Hearing loss is the most common work-related injury, the number one birth defect in the US, and the third most common health problem. However, it can be difficult to tell when you need to visit an audiologist. This guide will help you understand when you should see a hearing health professional.
Sudden Hearing Loss
There are lots of ways sudden hearing loss can occur. Sometimes it’s as simple as sneezing, while other times there has been some sort of trauma to the ear. Even if there is no pain when the event occurs, that does not mean it is not an emergency. On the contrary, no matter what is going on, when you suddenly lose your hearing it is an emergency. Do not wait for the problem miraculously to heal itself. Instead, you need to seek the help of a professional immediately.

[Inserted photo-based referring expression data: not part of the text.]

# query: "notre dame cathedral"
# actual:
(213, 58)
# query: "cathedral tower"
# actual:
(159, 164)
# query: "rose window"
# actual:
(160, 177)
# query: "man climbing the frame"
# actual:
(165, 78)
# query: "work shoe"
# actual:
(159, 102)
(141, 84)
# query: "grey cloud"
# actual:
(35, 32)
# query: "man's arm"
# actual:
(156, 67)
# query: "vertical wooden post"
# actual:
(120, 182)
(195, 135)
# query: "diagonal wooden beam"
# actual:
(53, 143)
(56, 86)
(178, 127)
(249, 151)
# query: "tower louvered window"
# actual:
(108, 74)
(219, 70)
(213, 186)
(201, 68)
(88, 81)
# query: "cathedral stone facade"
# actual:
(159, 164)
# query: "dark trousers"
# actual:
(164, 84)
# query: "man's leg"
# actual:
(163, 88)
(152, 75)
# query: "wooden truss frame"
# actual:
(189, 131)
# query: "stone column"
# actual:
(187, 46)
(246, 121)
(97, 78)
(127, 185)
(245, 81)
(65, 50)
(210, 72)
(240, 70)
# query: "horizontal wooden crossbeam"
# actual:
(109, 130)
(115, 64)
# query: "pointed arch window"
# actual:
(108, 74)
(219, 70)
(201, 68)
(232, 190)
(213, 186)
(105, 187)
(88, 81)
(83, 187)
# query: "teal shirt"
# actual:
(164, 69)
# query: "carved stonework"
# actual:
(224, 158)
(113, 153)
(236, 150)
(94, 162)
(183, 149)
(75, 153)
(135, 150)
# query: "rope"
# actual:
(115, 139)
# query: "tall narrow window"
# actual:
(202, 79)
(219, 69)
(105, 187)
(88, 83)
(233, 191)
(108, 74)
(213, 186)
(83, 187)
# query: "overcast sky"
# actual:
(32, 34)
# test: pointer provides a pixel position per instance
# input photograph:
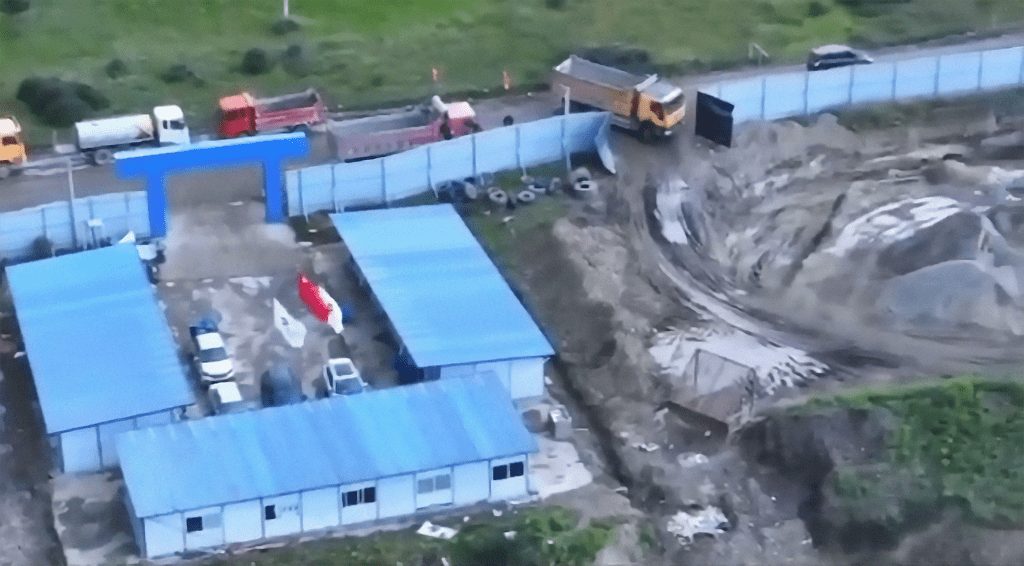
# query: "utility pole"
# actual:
(71, 190)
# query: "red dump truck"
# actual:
(244, 114)
(390, 133)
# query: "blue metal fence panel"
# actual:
(340, 440)
(827, 88)
(582, 130)
(541, 141)
(784, 95)
(873, 83)
(496, 149)
(120, 213)
(915, 78)
(1003, 68)
(356, 184)
(451, 160)
(745, 96)
(958, 73)
(406, 173)
(98, 344)
(473, 317)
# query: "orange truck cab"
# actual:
(11, 146)
(244, 114)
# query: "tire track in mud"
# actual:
(697, 281)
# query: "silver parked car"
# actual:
(828, 56)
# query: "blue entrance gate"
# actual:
(157, 163)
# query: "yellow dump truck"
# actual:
(647, 104)
(11, 146)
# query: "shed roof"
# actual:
(96, 340)
(443, 296)
(339, 440)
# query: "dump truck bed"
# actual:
(598, 74)
(289, 101)
(417, 118)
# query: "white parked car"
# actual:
(342, 378)
(211, 355)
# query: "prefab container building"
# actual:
(449, 307)
(100, 351)
(317, 465)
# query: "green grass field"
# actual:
(366, 53)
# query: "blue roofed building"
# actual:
(335, 462)
(451, 310)
(102, 357)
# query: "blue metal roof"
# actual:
(97, 342)
(329, 442)
(443, 296)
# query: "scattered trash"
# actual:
(708, 521)
(436, 531)
(691, 459)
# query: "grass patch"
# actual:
(500, 237)
(368, 53)
(960, 443)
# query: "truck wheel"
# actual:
(647, 132)
(102, 157)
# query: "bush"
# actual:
(284, 27)
(66, 111)
(13, 7)
(91, 96)
(815, 9)
(116, 69)
(256, 61)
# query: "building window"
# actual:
(515, 469)
(506, 471)
(425, 486)
(500, 472)
(365, 495)
(435, 483)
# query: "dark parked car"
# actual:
(281, 387)
(828, 56)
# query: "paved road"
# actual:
(25, 191)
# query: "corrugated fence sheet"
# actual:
(120, 213)
(781, 95)
(335, 187)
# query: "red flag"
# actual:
(311, 296)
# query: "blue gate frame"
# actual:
(155, 164)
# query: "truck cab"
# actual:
(170, 125)
(11, 146)
(237, 116)
(658, 103)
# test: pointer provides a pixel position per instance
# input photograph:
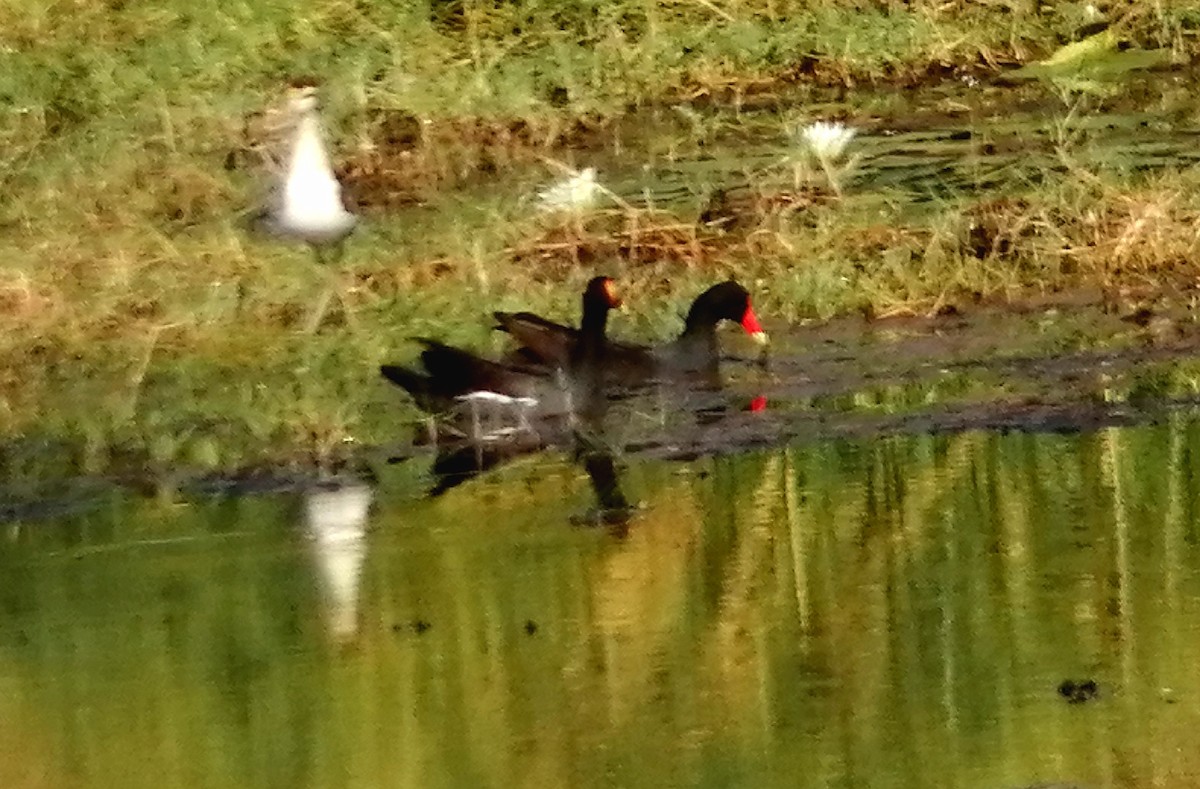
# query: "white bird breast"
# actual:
(312, 197)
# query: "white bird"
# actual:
(307, 205)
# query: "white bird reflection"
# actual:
(336, 523)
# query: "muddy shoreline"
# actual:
(1021, 367)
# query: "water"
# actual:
(895, 610)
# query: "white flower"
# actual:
(827, 140)
(574, 193)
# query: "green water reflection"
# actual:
(895, 612)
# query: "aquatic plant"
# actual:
(825, 142)
(575, 193)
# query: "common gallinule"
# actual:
(694, 351)
(454, 375)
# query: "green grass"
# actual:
(142, 327)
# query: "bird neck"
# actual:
(309, 149)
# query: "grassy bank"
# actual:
(141, 326)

Tinnitus is a medical condition in which you hear a buzzing, ringing, or whistling in the ear. Sometimes it can sound more like a whine or a screeching sound. No matter what the actual sound, there is no corresponding action present to make the offensive noise. Over 20 million Americans suffer from some form of this medical condition. While it is not always sudden, it often is a persistent annoying sound, which is treatable with the help of a professional. Often it is a symptom of a bigger problem and treatment can help alleviate that problem. An audiologist may suggest you wear a hearing aid to combat the ringing, which may sound like the opposite of what you need. However, it does work.

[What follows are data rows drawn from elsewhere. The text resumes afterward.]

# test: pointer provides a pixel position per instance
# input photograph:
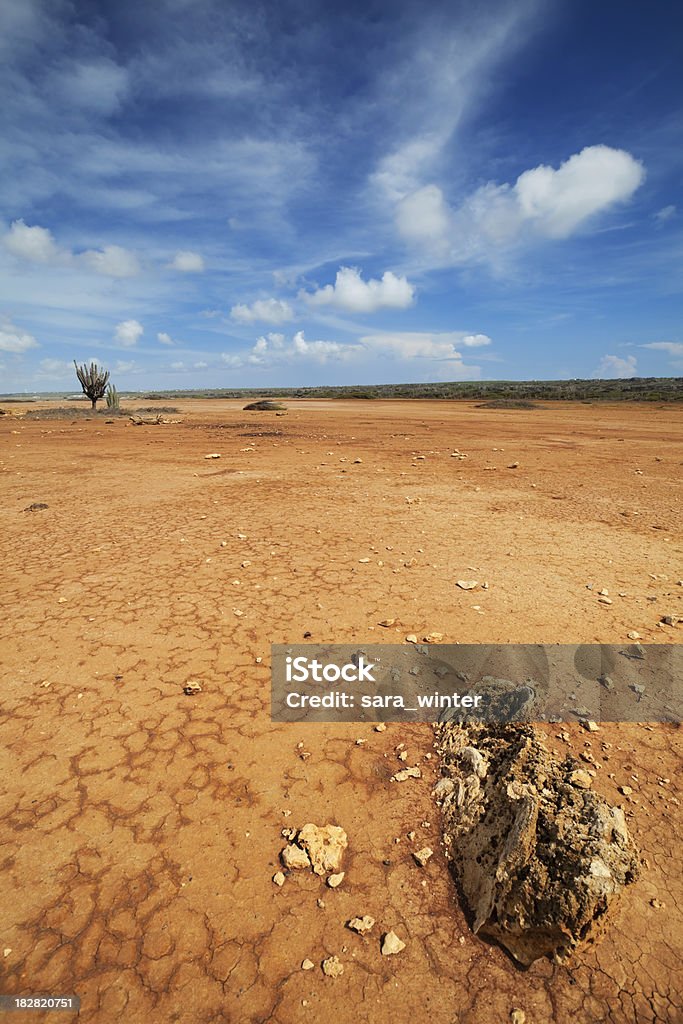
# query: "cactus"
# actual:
(112, 397)
(92, 380)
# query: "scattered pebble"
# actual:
(391, 944)
(407, 773)
(361, 925)
(333, 967)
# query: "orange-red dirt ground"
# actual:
(141, 826)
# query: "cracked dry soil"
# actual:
(140, 825)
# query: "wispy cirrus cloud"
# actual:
(267, 310)
(12, 339)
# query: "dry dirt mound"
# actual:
(541, 859)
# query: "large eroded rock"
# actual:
(540, 858)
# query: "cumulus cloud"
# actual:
(37, 245)
(352, 294)
(322, 351)
(128, 332)
(424, 215)
(187, 262)
(475, 340)
(267, 310)
(114, 261)
(673, 348)
(544, 202)
(34, 244)
(423, 345)
(12, 339)
(615, 367)
(665, 214)
(273, 349)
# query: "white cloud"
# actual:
(14, 340)
(424, 215)
(544, 202)
(128, 333)
(272, 349)
(322, 351)
(666, 213)
(615, 367)
(98, 86)
(187, 262)
(268, 310)
(673, 347)
(354, 295)
(558, 202)
(38, 246)
(113, 261)
(34, 244)
(422, 345)
(475, 340)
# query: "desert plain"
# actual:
(140, 825)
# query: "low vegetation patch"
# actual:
(71, 413)
(508, 403)
(264, 406)
(157, 409)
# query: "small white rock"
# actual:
(391, 944)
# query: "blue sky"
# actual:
(215, 194)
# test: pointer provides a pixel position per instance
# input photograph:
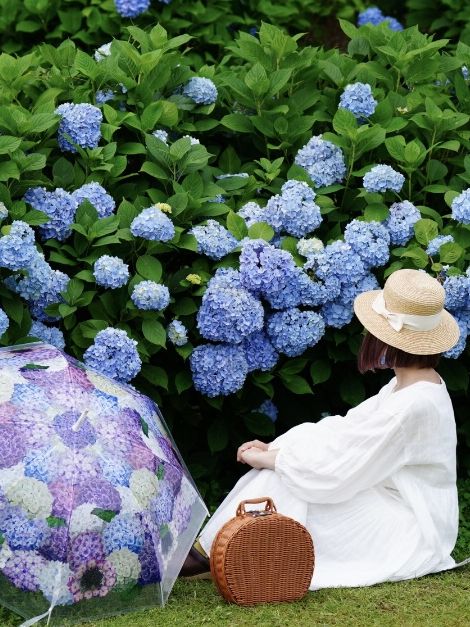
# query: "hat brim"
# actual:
(438, 340)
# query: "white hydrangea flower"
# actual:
(309, 246)
(127, 566)
(32, 495)
(52, 579)
(83, 520)
(144, 485)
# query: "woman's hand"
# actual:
(244, 447)
(258, 458)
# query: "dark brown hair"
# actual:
(377, 354)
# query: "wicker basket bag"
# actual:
(262, 556)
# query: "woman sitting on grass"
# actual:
(376, 488)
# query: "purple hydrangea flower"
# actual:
(218, 369)
(81, 123)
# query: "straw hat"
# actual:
(409, 314)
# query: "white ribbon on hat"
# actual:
(400, 321)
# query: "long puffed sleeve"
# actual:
(334, 459)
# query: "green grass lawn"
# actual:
(438, 600)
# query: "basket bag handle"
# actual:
(270, 507)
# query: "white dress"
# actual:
(376, 488)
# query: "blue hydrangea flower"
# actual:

A hearing healthcare professional is the only person who should remove excessive earwax buildup. The items on the market today can actually imbed the earwax further into your ear. Cotton swabs can also cause damage to the inner ear if you are not careful. It is important to understand, however, that earwax is a good thing. It keeps germs out, moistens the ear canal, and protects the very sensitive inner ear.
Just like your eyes, your ears need routine checkups. A yearly evaluation allows you to ensure you are hearing at your best. It also gives you an opportunity to catch problems before they become worse. While some hearing loss cannot be reversed, keeping the problem from getting worse is important. Your hearing healthcare provider can help you stall the degradation of your hearing and even give you tools to make it better.
Over time, you will probably notice that you do not hear as well. If you have any signs of loss, including the inability to hear female or child voices clearly, having problems hearing high-pitched sounds, or have a hard time understanding what someone says when you are in a crowd, it is time to see an audiologist. In addition, if you find that these things are keeping you from going places or you begin to feel isolated or depressed due to your inability to hear, you really should seek help.